Gigaom.com published a research paper last month highlighting the next generation of data integration technology for the changing cloud market . It listed the following technologies that got kicked off around 2012 and are continuing to evolve:
- Data replication (a bit older)
- Semantic mediation
- Data cleansing
- Mass data migration
Data replication continues to be widely used in production database environments while semantic mediation of data is always very difficult in any environment. Data cleansing continues to be a painful;but often, a necessary part of dealing with complex, heterogeneous datasets.We’re really just getting started on tera- and petabyte-scale data migration to cloud.
What attracted my attention most on this paper is the section on the evolution of data integration for cloud (I sometime call it “data cloud” that is coming around the horizon). In my opinion, data cloud is going to encompass a few key concepts like:
- Intelligent data services discovery
- Data virtualization
- Data orchestration
- Data identity
These four technologies, according to the author, are poised to cause the rise of cloud-based data services over the next few years.Interestingly enough, a recent conversation with a successful Silicon Valley entrepreneur taught me that “data center” is called “data” center and not “compute” center or “storage” center or “server” center for a reason – they’re supposed to be the epicenters of data for an entity (whether it’s a business, government or other type of organization) and everything else must be built around it. Genesis of data centers go back to the invaluable military, government, financial and personal data centralization that needed to happen in order to avoid the scattered and unmanageable pieces of information in the 70s and 80s. Early data centers were all built with mainframe computers (often a single mainframe machine constituted a data center that occupied significant space, power and resources). Internet boom gave rise of data centers around the globe for non-stop, 24×7 operations for web companies in the late 90s. Then came along cloud computing around mid 2000s…
Well, that doesn’t quite resonate with the way cloud computing evolved – does it? It’s computing – so, where’s the place of data in cloud? And with all those fuss about security and privacy around data on cloud platforms – is cloud really about data?
While origin of cloud platforms may very well be in expanding compute capacity as well as cheap storage – future of cloud will not be. Future of cloud will be all about transformation of traditional, non-elastic and non-flexible data centers into data clouds. The Gigaom.com research paperpredicts that the big cloud migration will begin around 2017, which is when data clouds in various shapes and forms will become mainstream and ubiquitous. The ICT world will start looking beyond the initial migration and the Enterprises will take cloud platforms more seriously than ever. They will look beyond the initial security and privacy concerns, lack of skillsets as well as data migration challenges.

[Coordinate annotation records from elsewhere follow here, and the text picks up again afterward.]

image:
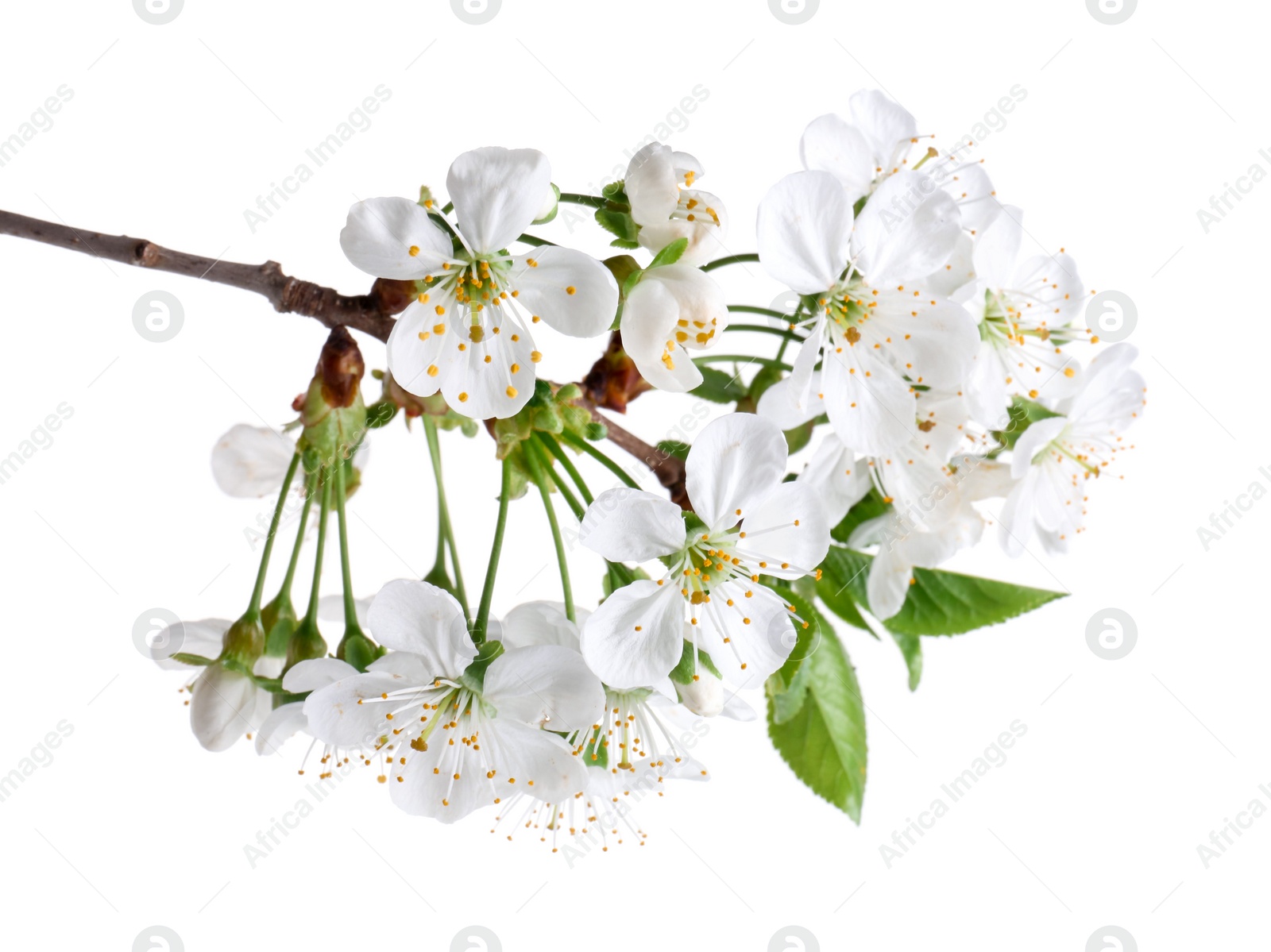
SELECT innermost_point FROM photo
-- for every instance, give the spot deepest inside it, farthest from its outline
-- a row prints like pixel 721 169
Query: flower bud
pixel 703 696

Hmmm…. It’s time to define what a data cloud really is! A Data cloud can be simply thought of a cloud platform that supports various forms of elastic data-centric services, such as:
- Data ingestion: Very high-speed, low-latency and load sensitive
- Data processing: Ultra scale out and map reduce
- Data storage: Files, Objects and Databases
- Data warehousing: Transformation, conversion and aggregation
- Data backups and archiving: Resiliency, redundancy and compliance
It turns out that migrating some of these decades-old, very complex data services on newer platforms is really not all that simple for an Enterprise or a business. It is not only a technological challenge; but also an adoption, a usability and a migration challenge. Hence, the simple argument that’s used by cloud proponents frequently of reduced CAPEX and OPEX is not sufficient. When it comes to data clouds or migrating data services to cloud – it is much more complex than just CAPEX/OPEX calculations and financial/cost reduction justifications. It often touches some key parts of the data lifecycle of a businessthat may require new ways of thinking about data and how to turn data into meaningful business value and growth under the new paradigm of data clouds.
Hence, adopting data clouds and migrating data into cloud services is almost always a multi-step, multi-phase and multi-year process for most businesses. To some respect, public cloud providers may not be fully ready with the core technologies required to trigger the big cloud migration. To some degree, private cloud vendors are just getting started with those technologies that would eventually inspire the big cloud migration. And there’s everyone else in between. Btw, seeing a data bellwether like Oracle jump the cloud bandwagon with specific “data cloud” and “enterprise cloud” slogans is very encouraging and good news for the wider cloud industry (Oracle OpenWorld 2014 — go there and listen to Larry).
Nonetheless, many enterprises have their data stuck in legacy databases and systems that will require upgrading and modernizing before they can move to data clouds. Many of them have silos and scatters of data that will require consolidation before they can move to data clouds. We’ve seen the rise of big data over the past couple of years and we’re seeing an explosion of connected devices and Internet of things this year. We know there’s just so much, so much data out there and getting meaningful analytics and intelligence out of those data require very powerful data services that will only be possible on super powerful data clouds. Big data systems like Hadoop or Spark may be just partial answers and not the full answer sets that most businesses need from their data treasure trove.
In summary, we’re fast approaching the need for “data clouds”!